I'm recognizing a string that has some stuff, and the last thing of interest in the string should include everything to the end but not any trailing whitespace.

Consider as a concrete example the ability to match list items in Wiki-style markup. Here is what I ended up using:

my ($prefix, $content) = $line =~ /^\s*([*#]+:?)\s*(.*\S)?(?:(?<=\S)\ +s*)?$/;
It's especially complicated for the fact the last thing could be missing completely. The interesting part here is the two uses of \S. The first makes sure the thing ends with a non-space. The second is a look-back assertion so the final trailing whitespace won't just be eaten by the main item (which can certainly include internal spaces).

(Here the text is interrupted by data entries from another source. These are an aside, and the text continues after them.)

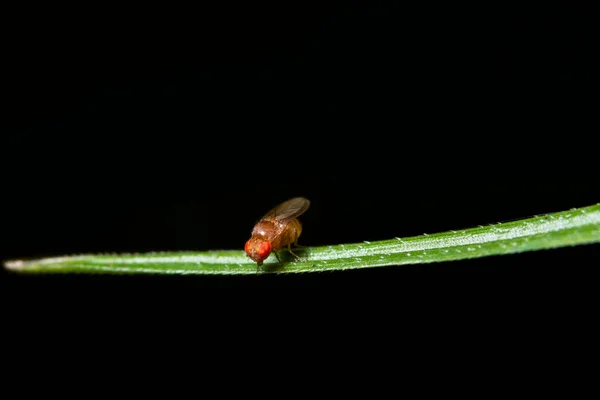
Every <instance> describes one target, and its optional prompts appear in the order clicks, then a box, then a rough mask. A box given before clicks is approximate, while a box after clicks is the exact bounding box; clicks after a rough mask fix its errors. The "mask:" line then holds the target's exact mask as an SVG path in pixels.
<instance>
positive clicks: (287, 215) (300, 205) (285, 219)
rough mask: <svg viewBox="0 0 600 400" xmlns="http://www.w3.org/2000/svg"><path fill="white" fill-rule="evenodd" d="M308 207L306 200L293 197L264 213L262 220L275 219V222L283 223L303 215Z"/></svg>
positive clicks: (308, 203)
mask: <svg viewBox="0 0 600 400" xmlns="http://www.w3.org/2000/svg"><path fill="white" fill-rule="evenodd" d="M309 206H310V201H308V199H305V198H304V197H294V198H293V199H290V200H288V201H284V202H283V203H281V204H280V205H278V206H277V207H275V208H273V209H272V210H271V211H269V212H268V213H266V214H265V216H264V217H262V219H266V218H275V219H276V220H277V221H280V222H284V221H287V220H290V219H292V218H296V217H298V216H300V215H302V214H304V213H305V212H306V210H308V207H309Z"/></svg>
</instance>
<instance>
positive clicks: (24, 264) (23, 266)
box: [4, 260, 25, 271]
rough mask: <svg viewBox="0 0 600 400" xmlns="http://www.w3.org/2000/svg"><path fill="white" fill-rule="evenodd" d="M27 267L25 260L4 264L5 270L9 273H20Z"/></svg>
mask: <svg viewBox="0 0 600 400" xmlns="http://www.w3.org/2000/svg"><path fill="white" fill-rule="evenodd" d="M24 267H25V262H24V261H23V260H11V261H5V262H4V268H5V269H7V270H9V271H18V270H20V269H23V268H24Z"/></svg>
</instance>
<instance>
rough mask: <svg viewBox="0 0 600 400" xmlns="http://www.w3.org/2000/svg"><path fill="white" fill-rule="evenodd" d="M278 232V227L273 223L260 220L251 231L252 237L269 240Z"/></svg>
mask: <svg viewBox="0 0 600 400" xmlns="http://www.w3.org/2000/svg"><path fill="white" fill-rule="evenodd" d="M278 230H279V226H278V224H276V223H275V222H274V221H270V220H262V221H259V222H257V223H256V225H254V229H252V236H253V237H259V238H263V239H270V238H271V237H272V236H273V235H275V234H277V231H278Z"/></svg>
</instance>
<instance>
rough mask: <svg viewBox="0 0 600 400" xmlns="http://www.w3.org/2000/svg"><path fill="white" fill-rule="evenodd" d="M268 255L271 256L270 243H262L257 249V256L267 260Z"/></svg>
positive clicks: (270, 246) (261, 243) (264, 242)
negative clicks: (266, 258) (258, 247)
mask: <svg viewBox="0 0 600 400" xmlns="http://www.w3.org/2000/svg"><path fill="white" fill-rule="evenodd" d="M269 254H271V243H269V242H266V241H265V242H262V243H261V244H260V247H259V248H258V256H259V257H260V258H267V257H269Z"/></svg>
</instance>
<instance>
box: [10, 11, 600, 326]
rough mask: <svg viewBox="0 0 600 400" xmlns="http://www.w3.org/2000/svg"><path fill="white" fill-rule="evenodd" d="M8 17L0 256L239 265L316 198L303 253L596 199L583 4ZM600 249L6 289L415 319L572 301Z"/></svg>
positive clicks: (553, 210)
mask: <svg viewBox="0 0 600 400" xmlns="http://www.w3.org/2000/svg"><path fill="white" fill-rule="evenodd" d="M7 15H10V14H7ZM11 17H12V16H11ZM9 20H10V21H9V24H8V25H5V29H6V35H5V41H6V47H5V50H4V54H5V57H3V59H4V61H3V64H4V66H6V67H8V72H6V73H4V78H3V80H4V82H5V85H4V86H5V88H4V90H3V97H5V99H6V100H7V105H6V106H5V107H4V110H3V114H4V115H5V116H7V118H6V119H5V121H6V122H7V125H6V127H5V128H4V129H3V134H2V139H1V140H2V156H3V166H2V175H3V178H2V199H3V206H2V213H3V216H2V230H3V233H4V235H3V236H4V239H3V240H2V245H1V249H2V254H1V256H2V259H11V258H23V257H25V258H26V257H43V256H54V255H64V254H76V253H96V252H145V251H162V250H199V251H200V250H209V249H232V248H239V249H241V248H242V247H243V244H244V242H245V241H246V240H247V239H248V237H249V233H250V230H251V229H252V226H253V224H254V222H255V221H256V219H257V218H259V217H260V216H261V215H262V214H263V213H264V212H266V211H267V210H268V209H269V208H271V207H272V206H274V205H275V204H277V203H279V202H281V201H283V200H286V199H288V198H290V197H293V196H306V197H308V198H309V199H310V200H311V201H312V205H311V208H310V210H309V211H308V212H307V213H306V214H305V215H304V216H303V218H302V221H303V223H304V232H303V235H302V238H301V242H302V243H303V244H304V245H327V244H336V243H346V242H359V241H363V240H369V241H374V240H380V239H389V238H391V237H395V236H400V237H402V236H410V235H419V234H422V233H424V232H427V233H431V232H437V231H443V230H449V229H460V228H465V227H470V226H476V225H479V224H487V223H492V222H498V221H505V220H511V219H516V218H521V217H527V216H532V215H534V214H543V213H547V212H554V211H561V210H566V209H569V208H572V207H581V206H587V205H591V204H595V203H597V202H598V201H599V199H600V196H599V194H600V191H599V189H598V185H597V165H598V163H597V156H596V154H597V150H595V149H594V145H593V144H592V139H593V137H594V136H595V135H597V132H598V123H597V109H598V102H597V93H598V84H597V79H596V76H597V71H598V63H597V62H596V59H595V53H596V52H597V44H598V43H597V40H596V36H595V35H596V34H597V25H596V24H595V21H594V20H593V18H592V16H591V15H590V13H589V12H588V10H585V9H578V8H577V7H576V6H571V7H556V8H552V7H551V6H548V7H547V8H545V9H540V8H533V7H532V8H530V9H529V8H527V7H525V6H518V7H505V8H502V7H496V6H479V7H477V8H473V7H466V6H465V7H460V6H455V5H446V6H442V7H441V8H440V7H433V6H425V5H423V6H413V5H396V6H389V5H378V4H371V3H370V4H366V3H349V2H340V3H320V4H319V5H307V4H301V3H298V4H294V5H289V4H288V5H284V6H279V7H278V8H273V7H270V6H269V7H267V6H256V5H247V6H244V7H242V8H239V7H233V6H231V7H229V8H228V7H225V6H223V7H221V8H208V7H206V8H195V9H188V10H185V9H174V8H173V9H164V8H154V9H151V8H140V9H124V8H123V9H119V8H107V9H93V8H91V7H90V8H89V9H87V8H86V9H71V8H69V9H57V8H52V9H46V10H44V9H39V8H37V9H36V10H35V11H33V10H26V11H19V12H16V13H15V15H14V18H9ZM599 255H600V254H599V251H598V246H581V247H574V248H565V249H557V250H552V251H542V252H534V253H527V254H521V255H511V256H503V257H492V258H485V259H480V260H468V261H456V262H452V263H442V264H431V265H422V266H409V267H398V268H377V269H372V270H357V271H347V272H340V273H337V272H336V273H319V274H306V275H295V276H285V275H282V276H248V277H191V276H185V277H163V276H156V277H141V276H116V277H111V276H19V275H15V274H9V273H7V272H6V271H2V272H1V275H0V281H1V282H2V291H3V293H5V294H8V296H7V299H8V300H7V302H6V303H5V305H6V304H10V306H11V307H15V306H17V305H21V304H32V305H39V304H40V303H42V304H43V303H45V302H46V301H52V300H54V299H56V298H60V299H65V300H66V302H65V304H68V306H67V307H77V304H81V303H82V302H83V303H85V304H87V305H88V306H90V305H95V306H98V307H102V306H103V305H104V304H106V303H107V302H108V303H112V304H121V307H123V308H124V309H126V310H129V311H131V312H132V313H134V312H137V311H133V310H134V309H137V310H138V311H139V308H136V307H142V306H141V305H142V304H148V303H152V302H157V303H158V304H164V303H165V302H166V303H167V304H170V305H172V306H173V308H175V307H182V306H183V304H187V305H190V304H191V307H190V308H191V309H195V307H199V306H198V305H199V304H203V305H206V304H210V305H211V307H216V306H217V305H218V304H230V305H231V306H230V308H228V310H229V311H231V309H236V307H242V308H243V309H251V310H256V309H272V308H274V307H277V306H278V305H279V304H280V303H281V302H282V301H283V300H281V298H282V297H283V298H286V297H287V296H285V295H284V294H283V293H282V292H281V291H278V292H277V293H275V294H274V293H269V292H264V291H262V290H259V289H267V288H268V289H279V288H283V289H287V288H299V289H311V290H314V289H317V288H319V289H325V290H326V292H327V293H332V294H334V293H336V294H339V297H337V300H336V301H338V302H339V303H336V304H347V303H350V304H354V302H355V301H356V302H357V303H359V302H360V301H362V300H365V299H369V298H372V296H375V297H378V296H381V295H385V296H389V298H393V299H396V300H394V303H393V304H397V303H396V301H397V302H399V303H403V302H404V301H409V304H418V303H420V302H421V301H423V300H425V299H433V300H434V301H435V300H439V301H442V299H444V298H452V297H453V296H461V295H465V293H466V294H467V297H468V296H469V295H476V294H480V295H481V294H482V293H490V291H491V292H492V293H494V294H496V295H499V296H500V297H501V298H504V297H502V296H507V293H514V291H529V292H532V291H533V292H535V290H537V289H538V288H540V287H545V288H548V289H549V291H550V292H552V293H555V294H557V293H565V291H567V290H571V289H573V288H577V287H578V286H579V285H580V284H582V283H583V282H585V281H588V280H589V277H590V276H591V274H592V272H591V270H592V268H594V267H597V266H598V260H599ZM211 288H218V289H226V288H231V289H234V290H230V291H227V292H226V294H223V293H222V292H218V293H217V292H213V291H209V289H211ZM206 293H210V295H206ZM286 293H289V292H286ZM312 293H313V292H302V294H301V295H300V297H302V298H306V301H309V302H310V301H311V300H310V298H311V297H312ZM288 296H289V294H288ZM198 299H202V301H200V300H198ZM409 299H412V300H409ZM169 300H171V301H172V302H169ZM312 301H314V300H312ZM411 301H412V302H411ZM128 307H131V309H129V308H128ZM331 307H332V306H331ZM123 308H121V309H123ZM142 308H143V307H142ZM209 308H210V307H209ZM203 309H204V310H205V311H203V312H207V311H206V307H205V308H203ZM112 311H115V310H114V309H113V310H112ZM129 311H126V312H125V313H126V314H127V313H128V312H129ZM330 311H331V312H334V309H333V308H332V309H330Z"/></svg>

I considered doing something with a "cut" first, but didn't work it out.

Is there some better (or clearer?) trick to doing this? Perhaps different ideas using newer regex features?

Replies are listed 'Best First'.
Re: Regex: not the trailing whitespace
by ikegami (Patriarch) on Apr 23, 2011 at 05:36 UTC

    Just delete the trailing whitespace first.

    while (<>) { s/\s+\z//; ... }

    The second is a look-back assertion so the final trailing whitespace won't just be eaten by the main item

    Huh? /[*#]+:?/ cannot eat the trailing whitespace.

    So all you need is

    / ^ \s* ([*#]+:?) \s* (.*\S)? \s* $ /sx

    (Is some backtracking protection needed?)

      Huh? /[*#]+:?/ cannot eat the trailing whitespace.
      No, I mean the (.*) would. The leading string of bullets is the prefix, and the content of the line after that is the "main item".

        No, I mean the (.*) would.

        There is no /(.*)/ in your code. If you mean the /(.*\S)/, it can't eat the trailing whitespace either.

Re: Regex: not the trailing whitespace
by wind (Priest) on Apr 23, 2011 at 06:40 UTC
    Just rely on greedy and non-greedy matching to eat up all the spaces where appropriate. Don't need any special new features, or even any additional boundary conditions:
    my ($prefix, $content) = $line =~ / ^ \s* ([*#]+:?) \s* (.*?) \s* $ /x
      I see. I don't remember exactly what I was thinking, but I suppose using a \S helps it optimize. OTOH, it might make it harder for the engine to understand. I should try some benchmarks with and without.